In [1]:
import math
import torch

class Camera:
    """
    For the camera there are four different coordinate systems (or spaces):
    - Camera space: We follow OpenGL coordinate system with the
        right-hand rule where we have +X points right, +Y points up and +Z
        point to the camera.
    - Cilp space: Any coordinate outside within the range is being clipped.
        We use this coordinate system as an input for the rasterizer. Note
        That we use homogeneous coordinates, hence the w value (x,y,z,w) is
        used for clipping -w < x,y,z < w. Note that we convert here from
        right-hand rule to left-hand rule, because +Z now points awy from
        the camera.
    - NDC space: This is the normalzied Clip space where each coordiante
        in the frustrum is between (-1,1). We don't performe the
        transformation ourselv we let OpenGL do that.
    - Screen space: The representation of the frustrum defined in pixel space
        instead of a normalzied space, where the top left pixel is (0,0) and
        the bottom right corner is (W,H).
    """

    def __init__(
        self,
        width: int,
        height: int,
        fov_y: float = 45.0,
        near: float = 0.01,
        far: float = 100.0,
        K: torch.Tensor | None = None,
        device: str = "cuda",
    ):
        self.width = width
        self.height = height
        self.near = near
        self.far = far
        self.fov_y = fov_y

        self.device = device

        if K is None:
            self.projection_matrix = self.fov_perspective_projection(
                fov_y=self.fov_y,
                width=self.width,
                height=self.height,
                near=self.near,
                far=self.far,
            )
        else:
            self.projection_matrix = self.intrinsics_perspective_projection(
                K=K,
                width=self.width,
                height=self.height,
                near=self.near,
                far=self.far,
            )


    def fov_perspective_projection(
        self,
        fov_y: float,
        width: int,
        height: int,
        near: float = 1.0,
        far: float = 100.0,
    ):
        """
        Returns:
            P: Perspective projection matrix, (4, 4)
                P = [
                        [2*n/(r-l), 0.0,        (r+l)/(r-l),    0.0         ],
                        [0.0,       2*n/(t-b),  (t+b)/(t-b),    0.0         ],
                        [0.0,       0.0,        -(f+n)/(f-n),   -(f*n)/(f-n)],
                        [0.0,       0.0,        -1.0,            0.0         ]
                    ]
        """
        deg2rad = math.pi / 180
        tan_fov_y = math.tan(fov_y * 0.5 * deg2rad)
        tan_fov_x = tan_fov_y * (width / height)
        top = tan_fov_y * near
        bottom = -top
        right = tan_fov_x * near
        left = -right
        z_sign = -1.0

        proj = torch.zeros([4, 4], device=self.device)
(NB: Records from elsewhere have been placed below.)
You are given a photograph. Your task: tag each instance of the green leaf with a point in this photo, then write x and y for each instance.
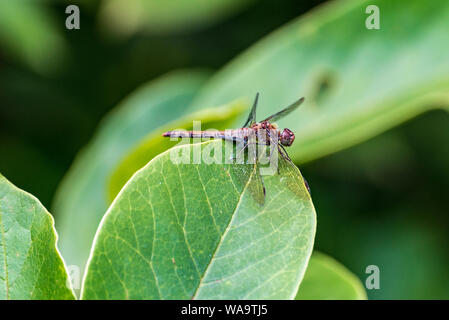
(356, 85)
(82, 200)
(217, 118)
(327, 279)
(125, 17)
(30, 264)
(183, 231)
        proj[0, 0] = 2.0 * near / (right - left)
        proj[1, 1] = 2.0 * near / (top - bottom)
        proj[0, 2] = (right + left) / (right - left)
        proj[1, 2] = (top + bottom) / (top - bottom)
        proj[3, 2] = z_sign
        proj[2, 2] = z_sign * (far + near) / (far - near)
        proj[2, 3] = -(2.0 * far * near) / (far - near)
        return proj

    def intrinsics_perspective_projection(
        self,
        K: torch.Tensor,
        width: int,
        height: int,
        near: float = 1.0,
        far: float = 100.0,
    ):
        """
        Transform points from camera space (x: right, y: up, z: out) to clip space (x: right, y: up, z: in)
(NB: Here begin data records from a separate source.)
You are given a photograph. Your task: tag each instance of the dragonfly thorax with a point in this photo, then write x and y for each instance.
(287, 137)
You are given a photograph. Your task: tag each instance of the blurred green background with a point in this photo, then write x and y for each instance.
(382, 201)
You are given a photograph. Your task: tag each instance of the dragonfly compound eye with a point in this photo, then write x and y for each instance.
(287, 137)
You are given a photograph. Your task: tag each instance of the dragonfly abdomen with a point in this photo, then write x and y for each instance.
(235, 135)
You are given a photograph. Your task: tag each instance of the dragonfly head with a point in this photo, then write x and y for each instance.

        For information check out the math:
        https://www.songho.ca/opengl/gl_projectionmatrix.html

        Args:
            K: Intrinsic matrix, (3, 3)
                K = [
                        [fx, 0, cx],
                        [0, fy, cy],
                        [0,  0,  1],
                    ]
        Returns:
            P: Perspective projection matrix, (4, 4)
                P = [
                        [2*fx/w, 0.0,     (w - 2*cx)/w,             0.0                     ],
                        [0.0,    2*fy/h,  (h - 2*cy)/h,             0.0                     ],
                        [0.0,    0.0,     -(far+near) / (far-near), -2*far*near / (far-near)],
                        [0.0,    0.0,     -1.0,                     0.0                     ]
                    ]
        """
        w = width
        h = height
        fx = K[0, 0]
        fy = K[1, 1]
        cx = K[0, 2]
        cy = K[1, 2]

        proj = torch.zeros([4, 4], device=self.device)
        proj[0, 0] = fx * 2 / w
        proj[1, 1] = fy * 2 / h
        proj[0, 2] = (w - 2 * cx) / w
        proj[1, 2] = (h - 2 * cy) / h
        proj[2, 2] = -(far + near) / (far - near)
        proj[2, 3] = -2 * far * near / (far - near)
        proj[3, 2] = -1
        return proj

    def convert_to_homo_coords(self, p: torch.Tensor):
        shape = list(p.shape)
        assert shape[-1] == 3
        shape[-1] = shape[-1] + 1
        p_homo = torch.ones(shape, device=p.device)
        p_homo[..., :3] = p
        return p_homo 

    def clip_transform(self, p_camera: torch.Tensor):
        return torch.matmul(p_camera, self.projection_matrix.T)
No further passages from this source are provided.